Para o diretor da Escola Nacional de Formação do PT, o partido envelheceu e perdeu contato com as periferias hoje “ocupadas pelo tráfico, pela milícia e pelos neopentecostais”. “Não é mais o mundo do ABC, do movimento sindical, da carteira assinada, é o mundo da informalidade, desse salto de comunicação que a Internet trouxe, como é que nós vamos pensar essa participação?”
É com esse público, especialmente com os evangélicos, que a esquerda tem que aprender a dialogar, diz. “Durante a campanha, o Lula resistiu muito a essa ideia de que tinha que se comunicar especificamente com esse grupo. Ele dizia: ‘eu sou candidato de todos, eu vou falar pra todos. Porque o evangélico também é operário, dona de casa, estudante’. A mudança veio no final do segundo turno, com a carta aos evangélicos, mas sempre com resistência de Lula.

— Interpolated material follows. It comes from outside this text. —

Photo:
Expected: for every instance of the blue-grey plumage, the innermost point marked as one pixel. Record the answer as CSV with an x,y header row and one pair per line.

“Aquela carta foi um parto, ele não queria. Teve uma tarde que uma senadora do Maranhão, a Eliziane Gama, o enfrentou e disse: ‘O senhor não pode por causa de um capricho pôr a perder uma eleição. Porque eu sou crente e estou vendo o que está acontecendo’. Aí ele acabou cedendo. “ O Lula tem uma fé pessoal muito fundada, herança da mãe, dona Lindu, mas ele tem um pudor ético muito grande em usar a fé como elemento eleitoreiro. Ele falava pra gente: ‘Eu não ponho o pé numa igreja numa campanha eleitoral’. Ele não quer se aproveitar da fé do povo, é muito bonito, mas ao mesmo tempo ele radicaliza isso e não leva em conta no que se transformou o Brasil”.
Para Gilberto, sem esse diálogo com os evangélicos e um projeto sólido de educação popular – o que inclui também um novo projeto de comunicação – “o risco de repetir 2013, e 2016 sobretudo, está dado”. Confira a entrevista.
Como o governo Lula está tratando da articulação com os movimentos sociais, com a sociedade civil, com a reconstrução dos conselhos com a participação da sociedade civil?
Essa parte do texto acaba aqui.